TVAAS Driving Teachers Crazy:

To summarize, Tennessee is claiming success off of one particularly positive year on NAEP and on TNReady scores that are consistently unreliable. Then, Tennessee’s Education Commissioner is suggesting the “key driver” to all this success is a highly flawed evaluation system a significant portion of which is based on junk science.

Deleted:

Also, note that student projections are being updated based on the 2017-18 scores.

What?

The 2017-18 test was plagued by hackers, dump trucks, and mixed up tests. Still, the TDOE plans to use that data to update student projections. These projections will then be used to assign value-added scores going forward.

That’s one hell of an adverse impact. Or, it could be. It really depends on how the 2017-18 scores impact the projected performance of given students.

Edu-Dystopia:

Anyway, after this year’s blame the teachers portfolio event, the state finally agreed to review portfolios and re-score them. In fact, the state offered $500 each to reviewers who would meet at centralized locations and on a single day (September 8th) to assess the portfolios in question. This would allow for immediate feedback and assistance should problems arise.

The good news: No assistance was necessary because problems didn’t arise during the scoring.

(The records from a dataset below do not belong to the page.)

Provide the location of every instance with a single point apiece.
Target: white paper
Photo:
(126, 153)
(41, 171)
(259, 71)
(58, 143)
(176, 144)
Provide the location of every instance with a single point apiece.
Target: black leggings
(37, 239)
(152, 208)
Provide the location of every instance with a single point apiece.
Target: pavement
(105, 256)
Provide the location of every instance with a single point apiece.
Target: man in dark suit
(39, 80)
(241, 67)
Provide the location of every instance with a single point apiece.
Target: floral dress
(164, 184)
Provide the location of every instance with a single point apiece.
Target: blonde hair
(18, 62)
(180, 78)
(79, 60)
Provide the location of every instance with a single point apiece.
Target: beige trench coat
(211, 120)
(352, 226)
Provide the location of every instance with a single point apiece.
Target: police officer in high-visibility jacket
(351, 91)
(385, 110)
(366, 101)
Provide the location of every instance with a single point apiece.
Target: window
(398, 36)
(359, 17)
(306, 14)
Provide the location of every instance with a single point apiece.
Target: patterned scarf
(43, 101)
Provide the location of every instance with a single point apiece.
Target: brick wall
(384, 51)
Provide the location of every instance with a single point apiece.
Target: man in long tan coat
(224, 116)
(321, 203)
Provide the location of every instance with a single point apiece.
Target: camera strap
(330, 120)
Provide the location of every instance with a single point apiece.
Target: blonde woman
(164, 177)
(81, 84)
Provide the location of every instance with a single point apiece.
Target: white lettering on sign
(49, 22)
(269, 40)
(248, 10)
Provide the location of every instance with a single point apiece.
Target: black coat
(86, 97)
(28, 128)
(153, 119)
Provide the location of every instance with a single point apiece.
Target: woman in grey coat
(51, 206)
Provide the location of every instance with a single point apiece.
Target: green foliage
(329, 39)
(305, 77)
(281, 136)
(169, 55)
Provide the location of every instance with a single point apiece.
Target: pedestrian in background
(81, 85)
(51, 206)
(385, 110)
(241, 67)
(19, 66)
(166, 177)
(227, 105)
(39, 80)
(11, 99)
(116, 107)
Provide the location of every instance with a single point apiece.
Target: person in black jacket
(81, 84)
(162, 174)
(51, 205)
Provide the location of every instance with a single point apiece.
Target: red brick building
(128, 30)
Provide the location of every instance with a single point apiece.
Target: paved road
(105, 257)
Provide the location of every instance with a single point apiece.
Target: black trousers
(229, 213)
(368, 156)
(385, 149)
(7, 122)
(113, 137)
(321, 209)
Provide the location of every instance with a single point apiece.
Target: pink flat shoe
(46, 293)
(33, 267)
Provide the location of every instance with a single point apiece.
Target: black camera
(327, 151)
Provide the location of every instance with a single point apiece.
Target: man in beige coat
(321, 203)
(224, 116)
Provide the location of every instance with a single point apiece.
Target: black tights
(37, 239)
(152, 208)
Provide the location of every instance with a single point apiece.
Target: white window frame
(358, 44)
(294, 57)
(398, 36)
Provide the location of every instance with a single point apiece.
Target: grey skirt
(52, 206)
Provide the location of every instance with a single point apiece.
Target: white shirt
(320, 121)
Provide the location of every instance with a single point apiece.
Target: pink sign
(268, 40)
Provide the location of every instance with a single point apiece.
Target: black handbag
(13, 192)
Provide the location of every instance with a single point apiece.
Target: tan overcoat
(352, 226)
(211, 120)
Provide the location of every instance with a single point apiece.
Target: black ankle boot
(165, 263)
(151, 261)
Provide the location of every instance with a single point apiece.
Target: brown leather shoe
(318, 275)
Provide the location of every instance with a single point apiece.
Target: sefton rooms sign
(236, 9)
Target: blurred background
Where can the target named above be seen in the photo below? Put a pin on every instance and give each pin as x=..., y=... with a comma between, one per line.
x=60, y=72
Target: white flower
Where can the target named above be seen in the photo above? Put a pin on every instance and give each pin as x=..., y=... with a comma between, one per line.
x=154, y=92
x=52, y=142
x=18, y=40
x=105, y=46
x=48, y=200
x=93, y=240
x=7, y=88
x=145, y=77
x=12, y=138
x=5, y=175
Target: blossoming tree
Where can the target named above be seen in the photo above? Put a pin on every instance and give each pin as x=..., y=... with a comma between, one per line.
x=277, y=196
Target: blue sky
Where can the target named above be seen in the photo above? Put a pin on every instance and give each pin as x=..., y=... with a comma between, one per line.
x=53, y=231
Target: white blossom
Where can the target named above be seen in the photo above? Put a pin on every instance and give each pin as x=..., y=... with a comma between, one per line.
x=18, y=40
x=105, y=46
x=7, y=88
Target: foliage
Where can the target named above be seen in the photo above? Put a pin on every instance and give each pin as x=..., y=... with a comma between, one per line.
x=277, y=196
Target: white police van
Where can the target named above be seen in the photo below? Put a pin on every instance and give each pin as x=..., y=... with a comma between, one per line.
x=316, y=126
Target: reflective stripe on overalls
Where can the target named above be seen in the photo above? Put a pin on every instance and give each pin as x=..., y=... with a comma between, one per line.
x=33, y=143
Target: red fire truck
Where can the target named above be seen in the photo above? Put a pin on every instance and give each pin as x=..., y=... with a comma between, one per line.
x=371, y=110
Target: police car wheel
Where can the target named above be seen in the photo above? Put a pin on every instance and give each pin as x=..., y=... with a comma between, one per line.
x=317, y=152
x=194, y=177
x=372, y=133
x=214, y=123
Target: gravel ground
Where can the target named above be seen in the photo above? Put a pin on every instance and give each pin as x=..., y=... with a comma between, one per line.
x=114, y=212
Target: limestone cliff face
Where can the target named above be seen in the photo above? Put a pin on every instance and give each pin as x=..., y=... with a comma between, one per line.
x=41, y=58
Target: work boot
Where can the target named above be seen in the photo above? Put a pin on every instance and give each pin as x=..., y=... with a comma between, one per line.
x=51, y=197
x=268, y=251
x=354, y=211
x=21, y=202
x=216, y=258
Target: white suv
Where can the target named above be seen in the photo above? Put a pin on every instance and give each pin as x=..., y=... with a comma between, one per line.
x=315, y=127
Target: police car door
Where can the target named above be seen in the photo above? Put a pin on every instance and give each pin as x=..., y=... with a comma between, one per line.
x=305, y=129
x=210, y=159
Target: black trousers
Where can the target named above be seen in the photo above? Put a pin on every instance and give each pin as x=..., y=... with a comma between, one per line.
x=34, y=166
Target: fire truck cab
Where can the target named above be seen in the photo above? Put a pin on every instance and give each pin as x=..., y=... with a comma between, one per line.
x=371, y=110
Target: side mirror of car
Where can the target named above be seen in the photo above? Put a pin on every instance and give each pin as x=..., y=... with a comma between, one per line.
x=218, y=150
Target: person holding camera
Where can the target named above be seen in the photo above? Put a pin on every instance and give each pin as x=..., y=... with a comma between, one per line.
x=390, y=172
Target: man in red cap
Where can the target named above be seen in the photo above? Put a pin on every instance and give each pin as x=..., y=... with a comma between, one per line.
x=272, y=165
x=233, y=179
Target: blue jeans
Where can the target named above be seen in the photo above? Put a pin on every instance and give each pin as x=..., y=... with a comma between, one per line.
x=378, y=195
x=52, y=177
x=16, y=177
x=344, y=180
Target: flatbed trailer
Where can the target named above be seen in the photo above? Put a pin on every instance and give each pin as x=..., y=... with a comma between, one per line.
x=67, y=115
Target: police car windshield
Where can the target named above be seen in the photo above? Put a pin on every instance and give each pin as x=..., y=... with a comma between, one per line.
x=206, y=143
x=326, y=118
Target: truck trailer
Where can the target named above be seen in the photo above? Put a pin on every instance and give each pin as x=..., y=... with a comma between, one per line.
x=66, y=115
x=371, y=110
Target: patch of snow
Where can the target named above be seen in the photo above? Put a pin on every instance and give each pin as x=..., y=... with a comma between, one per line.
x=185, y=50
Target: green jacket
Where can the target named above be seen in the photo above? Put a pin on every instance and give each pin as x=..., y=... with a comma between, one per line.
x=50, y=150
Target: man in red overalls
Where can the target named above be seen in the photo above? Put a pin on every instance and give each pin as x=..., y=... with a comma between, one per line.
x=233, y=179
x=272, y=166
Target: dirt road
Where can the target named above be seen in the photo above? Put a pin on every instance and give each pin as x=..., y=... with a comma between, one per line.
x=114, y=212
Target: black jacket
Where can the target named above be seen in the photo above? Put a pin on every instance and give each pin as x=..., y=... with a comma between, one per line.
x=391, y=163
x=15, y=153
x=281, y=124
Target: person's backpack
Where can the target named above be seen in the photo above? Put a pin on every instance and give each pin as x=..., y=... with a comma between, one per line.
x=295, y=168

The bad news: That’s because there was no scoring as the state’s vendor, Educopia, could not provide access to the portfolios in order for them to be graded.

Graphs!

Tennessee is near the bottom. The data shows we’re not improving. At least not faster than other states. I’ve written about how we’re not the fastest-improving in teacher pay, in spite of Bill Haslam’s promise to make it so:

Average teacher salaries in the United States improved by about 4% from the Haslam Promise until this year. Average teacher salaries in Tennessee improved by just under 2% over the same time period. So, since Bill Haslam promised teachers we’d be the fastest improving in teacher pay, we’ve actually been improving at a rate that’s half the national average. No, we’re not the slowest improving state in teacher pay, but we’re also not even improving at the average rate.

 

Battle Lines:

Last week, the School Superintendents in Memphis and Nashville wrote a letter to Commissioner of Education Candice McQueen calling for a pause in TNReady. The letter indicated the leaders had “no confidence” in TNReady. Following the letter, the Knox County School Board voted 8-1 to send a letter to Governor Haslam stating they had “no confidence” in the Department of Education. Later that week, the Director of Schools in Maury County said he agreed with the idea of pausing TNReady and suggested moving to the ACT suite of assessments.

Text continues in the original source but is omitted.